The Poles, it had finally been decided, would bring their own workers with them on the boat from Poland. Henry glanced down at his huge, misshapen hands that were resting, palms down, on the table. The knuckles were swollen and out of alignment, the result of his driving his fists repeatedly into people’s skulls during a long and successful boxing career. He was just over six and a half feet tall and weighed nearly 350 pounds. Even during his fighting days, when he weighed eighty pounds less, he had dwarfed his opponents in the ring.
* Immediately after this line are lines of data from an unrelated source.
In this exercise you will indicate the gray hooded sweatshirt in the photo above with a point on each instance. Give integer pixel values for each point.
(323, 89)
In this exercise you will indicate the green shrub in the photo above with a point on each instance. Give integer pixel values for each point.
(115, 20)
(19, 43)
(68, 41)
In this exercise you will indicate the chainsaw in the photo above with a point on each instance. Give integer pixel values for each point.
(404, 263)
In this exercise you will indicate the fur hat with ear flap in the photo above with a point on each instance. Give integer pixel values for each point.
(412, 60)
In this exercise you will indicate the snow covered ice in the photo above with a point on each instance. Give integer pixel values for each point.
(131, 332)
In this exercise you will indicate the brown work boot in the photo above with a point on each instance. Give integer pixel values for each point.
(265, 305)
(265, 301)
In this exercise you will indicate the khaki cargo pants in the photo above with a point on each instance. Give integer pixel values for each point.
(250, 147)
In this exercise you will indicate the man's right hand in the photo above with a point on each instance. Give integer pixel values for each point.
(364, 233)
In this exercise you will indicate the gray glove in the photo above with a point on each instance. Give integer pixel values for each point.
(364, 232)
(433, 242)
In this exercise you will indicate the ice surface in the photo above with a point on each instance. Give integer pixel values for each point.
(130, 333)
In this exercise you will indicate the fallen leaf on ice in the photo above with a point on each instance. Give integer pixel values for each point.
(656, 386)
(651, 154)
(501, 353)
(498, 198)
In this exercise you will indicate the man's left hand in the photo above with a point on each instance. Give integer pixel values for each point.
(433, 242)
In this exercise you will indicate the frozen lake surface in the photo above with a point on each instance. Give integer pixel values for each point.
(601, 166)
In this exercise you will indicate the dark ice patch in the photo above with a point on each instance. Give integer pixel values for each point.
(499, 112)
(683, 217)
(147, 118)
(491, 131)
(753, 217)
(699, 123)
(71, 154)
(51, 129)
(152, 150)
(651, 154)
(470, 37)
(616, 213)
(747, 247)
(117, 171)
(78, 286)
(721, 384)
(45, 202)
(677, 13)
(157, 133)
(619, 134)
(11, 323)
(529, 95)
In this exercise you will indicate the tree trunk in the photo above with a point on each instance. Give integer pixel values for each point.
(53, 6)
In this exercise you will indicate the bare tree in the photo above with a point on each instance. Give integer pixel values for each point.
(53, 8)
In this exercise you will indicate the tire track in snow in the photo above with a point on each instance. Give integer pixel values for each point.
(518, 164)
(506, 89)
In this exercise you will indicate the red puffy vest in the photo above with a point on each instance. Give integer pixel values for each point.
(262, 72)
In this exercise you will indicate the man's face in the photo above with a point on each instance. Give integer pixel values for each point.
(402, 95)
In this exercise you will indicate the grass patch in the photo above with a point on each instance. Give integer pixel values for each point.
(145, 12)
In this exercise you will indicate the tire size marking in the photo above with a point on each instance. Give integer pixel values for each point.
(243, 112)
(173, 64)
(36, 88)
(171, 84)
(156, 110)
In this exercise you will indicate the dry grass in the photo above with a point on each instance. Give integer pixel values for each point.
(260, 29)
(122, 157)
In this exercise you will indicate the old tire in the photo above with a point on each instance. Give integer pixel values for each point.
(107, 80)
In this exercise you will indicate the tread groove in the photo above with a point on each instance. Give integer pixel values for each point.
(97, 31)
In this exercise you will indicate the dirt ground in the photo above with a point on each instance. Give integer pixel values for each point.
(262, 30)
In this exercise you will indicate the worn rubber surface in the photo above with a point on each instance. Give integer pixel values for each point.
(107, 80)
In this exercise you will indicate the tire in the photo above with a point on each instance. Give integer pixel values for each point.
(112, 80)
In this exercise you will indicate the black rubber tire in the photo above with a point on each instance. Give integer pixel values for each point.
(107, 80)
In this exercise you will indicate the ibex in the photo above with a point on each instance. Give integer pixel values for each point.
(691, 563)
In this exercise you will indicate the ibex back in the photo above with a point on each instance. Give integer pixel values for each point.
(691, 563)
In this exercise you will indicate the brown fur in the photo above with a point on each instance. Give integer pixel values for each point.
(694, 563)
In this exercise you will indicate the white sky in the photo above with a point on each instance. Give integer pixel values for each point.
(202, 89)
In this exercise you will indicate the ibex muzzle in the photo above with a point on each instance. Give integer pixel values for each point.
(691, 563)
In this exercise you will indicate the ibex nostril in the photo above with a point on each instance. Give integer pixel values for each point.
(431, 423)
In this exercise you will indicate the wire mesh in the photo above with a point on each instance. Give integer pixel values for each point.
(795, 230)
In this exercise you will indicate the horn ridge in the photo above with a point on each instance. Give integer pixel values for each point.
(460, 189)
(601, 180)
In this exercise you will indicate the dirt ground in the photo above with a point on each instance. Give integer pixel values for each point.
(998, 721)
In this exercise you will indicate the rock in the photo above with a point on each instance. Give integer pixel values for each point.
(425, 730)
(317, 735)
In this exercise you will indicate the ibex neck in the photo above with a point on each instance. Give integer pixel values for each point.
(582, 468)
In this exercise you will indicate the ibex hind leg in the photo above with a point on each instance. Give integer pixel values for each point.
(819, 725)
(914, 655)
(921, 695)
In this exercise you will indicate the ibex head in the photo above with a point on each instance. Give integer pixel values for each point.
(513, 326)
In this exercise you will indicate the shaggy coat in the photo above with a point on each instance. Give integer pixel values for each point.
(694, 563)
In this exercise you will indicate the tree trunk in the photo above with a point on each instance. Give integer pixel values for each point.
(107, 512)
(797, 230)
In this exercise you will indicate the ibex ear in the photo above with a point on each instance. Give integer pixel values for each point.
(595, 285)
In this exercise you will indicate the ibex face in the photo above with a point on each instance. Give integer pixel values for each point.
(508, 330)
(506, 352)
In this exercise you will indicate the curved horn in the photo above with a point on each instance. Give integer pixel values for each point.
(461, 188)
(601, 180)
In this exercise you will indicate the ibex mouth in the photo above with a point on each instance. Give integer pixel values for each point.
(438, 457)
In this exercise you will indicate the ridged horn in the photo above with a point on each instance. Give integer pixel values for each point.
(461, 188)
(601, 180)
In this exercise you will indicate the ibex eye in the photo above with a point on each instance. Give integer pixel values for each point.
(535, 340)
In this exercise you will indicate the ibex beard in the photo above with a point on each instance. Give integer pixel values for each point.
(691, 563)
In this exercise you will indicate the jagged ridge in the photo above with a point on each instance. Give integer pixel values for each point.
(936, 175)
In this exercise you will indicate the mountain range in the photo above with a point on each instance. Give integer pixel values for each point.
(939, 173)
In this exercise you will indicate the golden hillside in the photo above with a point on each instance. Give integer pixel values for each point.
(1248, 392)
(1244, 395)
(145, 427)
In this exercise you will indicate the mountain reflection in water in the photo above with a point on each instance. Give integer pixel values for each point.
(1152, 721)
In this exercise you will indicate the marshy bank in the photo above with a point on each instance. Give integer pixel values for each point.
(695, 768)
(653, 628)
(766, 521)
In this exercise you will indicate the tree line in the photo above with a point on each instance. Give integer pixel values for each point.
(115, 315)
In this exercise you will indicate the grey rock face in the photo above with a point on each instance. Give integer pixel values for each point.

The stories that were told might be exaggerated in detail, but they were true in the essentials: how he had been told to throw a fight at the Garden by some made men and had knocked Monty Kreski unconscious with savage blows in under a minute before then crawling through the ropes and thrashing the two thugs where they sat in the second row of the stands. How he had once knocked out both Kid Cuevas and the referee with one ferocious left hook.
By now, the flaming mane that had earned him his nickname was gone,his cranium bald and slightly coned at the back. His face showed all the evidence of his craft: flattened nose, ears so deformed they looked like giant pink raisins, scar tissue around the eyes. But Henry’s mental acuity was uncompromised. And he could still punch. They say that’s always the last thing to go—the force of a punch. Well into his fifties he could still use his massive physical presence to intimidate when he needed to. Now he just sat and stared at his hands, listening without actually hearing as first one side of the table said something, then the translator repeated it in either Polish or English, then the other side responded.
A movement in the far corner of the room distracted him and he saw Peja, his secretary, a squat young man with slicked-back hair and slightly crossed eyes, slip into the room. An intrusion like this was unusual and did not auger well. Peja strode over, avoiding eye contact with anyone but his boss. The conversation stopped.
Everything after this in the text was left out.